D’autre part, des rencontres autour du livre : invitation de divers intervenants à venir parler avec les jeunes
Sous-tendues par la même volonté d’amener au livre les Mineurs Isolés Etrangers du SAJ Croix Rouge, et de leur en faire découvrir la richesse, un cycle de rencontres permettra à ces adolescents de percevoir le livre dans sa pluralité, de comprendre comment il en vient à exister : la manière dont il se pense et se crée sous ses différentes formes littéraires (roman, album, livre illustré, bande dessinée, roman graphique, poésie, théâtre…). Il s’agira de faire découvrir aux jeunes ce / ceux qui se cache(nt) derrière le livre, de leur parler de son processus de création à travers des récits d’expériences.
Ainsi, jalonnant le travail mené en ateliers d’écriture tout au long des dix mois de résidence, quatre ou cinq rencontres au sein du SAJ Croix Rouge seront organisées avec différents auteurs et illustrateurs, ainsi qu’une ou deux sorties à l’extérieur, sur différents sites.

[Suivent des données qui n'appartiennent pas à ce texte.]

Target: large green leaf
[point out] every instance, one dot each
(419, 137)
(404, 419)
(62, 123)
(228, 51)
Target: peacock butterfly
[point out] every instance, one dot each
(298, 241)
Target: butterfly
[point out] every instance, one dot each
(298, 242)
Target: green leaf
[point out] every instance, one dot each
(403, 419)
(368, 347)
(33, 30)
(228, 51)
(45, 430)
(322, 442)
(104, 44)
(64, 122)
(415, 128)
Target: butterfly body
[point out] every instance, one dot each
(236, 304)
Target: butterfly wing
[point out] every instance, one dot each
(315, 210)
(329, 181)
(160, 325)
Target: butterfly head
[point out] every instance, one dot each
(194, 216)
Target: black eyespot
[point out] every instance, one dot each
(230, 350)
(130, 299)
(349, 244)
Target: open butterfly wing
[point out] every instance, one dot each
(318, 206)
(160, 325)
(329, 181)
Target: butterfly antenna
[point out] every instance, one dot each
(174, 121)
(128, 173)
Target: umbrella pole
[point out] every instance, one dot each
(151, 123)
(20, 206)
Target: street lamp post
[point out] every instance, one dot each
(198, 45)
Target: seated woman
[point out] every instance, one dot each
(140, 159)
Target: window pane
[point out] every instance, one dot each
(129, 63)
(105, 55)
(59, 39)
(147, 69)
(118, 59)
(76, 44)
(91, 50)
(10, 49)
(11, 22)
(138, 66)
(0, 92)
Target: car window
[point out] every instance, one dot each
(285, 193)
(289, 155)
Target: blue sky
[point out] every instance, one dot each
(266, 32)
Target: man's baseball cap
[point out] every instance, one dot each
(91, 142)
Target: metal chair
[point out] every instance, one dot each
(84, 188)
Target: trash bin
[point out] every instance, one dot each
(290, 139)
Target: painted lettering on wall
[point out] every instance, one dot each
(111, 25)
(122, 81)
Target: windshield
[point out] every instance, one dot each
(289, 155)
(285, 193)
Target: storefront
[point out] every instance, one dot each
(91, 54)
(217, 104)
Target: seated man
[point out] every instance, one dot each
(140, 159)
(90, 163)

Enfin, c’est par une sortie à la librairie « Aux livres, etc. » que se terminera ce cycle de rencontres, pour assister à une rencontre publique avec un auteur. Terminer de cette manière cette année de résidence, c’est clôturer les choses de la plus belle manière qui soit : c’est emmener les Mineurs Isolés Etrangers du SAJ Croix Rouge dans l’espace public après les avoir accompagnés dans leur rencontre avec la littérature durant 10 mois. C’est leur faire comprendre à travers cette dernière expérience qu’en France, le livre est là, démocratique parce qu’à la portée tous, dans les bibliothèques comme dans les librairies. C’est les inviter à continuer par eux-mêmes ce voyage initiatique littéraire au cours duquel nous les aurons accompagnés toute l’année, et leur montrer qu’à la rencontre du livre, ils seront toujours les bienvenus.